ON February the First 1887, the Lady Vain was lost by collision with a derelict when about the latitude 1' S. and longitude 107' W.

On January the Fifth, 1888--that is eleven months and four days after-- my uncle, Edward Prendick, a private gentleman, who certainly went aboard the Lady Vain at Callao, and who had been considered drowned, was picked up in latitude 5' 3" S. and longitude 101' W. in a small open boat of which the name was illegible, but which is supposed to have belonged to the missing schooner Ipecacuanha. He gave such a strange account of himself that he was supposed demented. Subsequently he alleged that his mind was a blank from the moment of his escape from the Lady Vain. His case was discussed among psychologists at the time as a curious instance of the lapse of memory consequent upon physical and mental stress. The following narrative was found among his papers by the undersigned, his nephew and heir, but unaccompanied by any definite request for publication.

The only island known to exist in the region in which my uncle was picked up is Noble's Isle, a small volcanic islet and uninhabited. It was visited in 1891 by H. M. S. Scorpion. A party of sailors then landed, but found nothing living thereon except certain curious white moths, some hogs and rabbits, and some rather peculiar rats. So that this narrative is without confirmation in its most essential particular. With that understood, there seems no harm in putting this strange story before the public in accordance, as I believe, with my uncle's intentions. There is at least this much in its behalf: my uncle passed out of human knowledge about latitude 5' S. and longitude 105' E., and reappeared in the same part of the ocean after a space of eleven months. In some way he must have lived during the interval.

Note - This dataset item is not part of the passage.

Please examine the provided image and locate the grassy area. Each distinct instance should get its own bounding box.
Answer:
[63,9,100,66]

And it seems that a schooner called the Ipecacuanha with a drunken captain, John Davies, did start from Africa with a puma and certain other animals aboard in January, 1887, that the vessel was well known at several ports in the South Pacific, and that it finally disappeared from those seas (with a considerable amount of copra aboard), sailing to its unknown fate from Bayna in December, 1887, a date that tallies entirely with my uncle's story.

CHARLES EDWARD PRENDICK.

(The Story written by Edward Prendick.)

next: I - In The Dingey of the "Lady Vain"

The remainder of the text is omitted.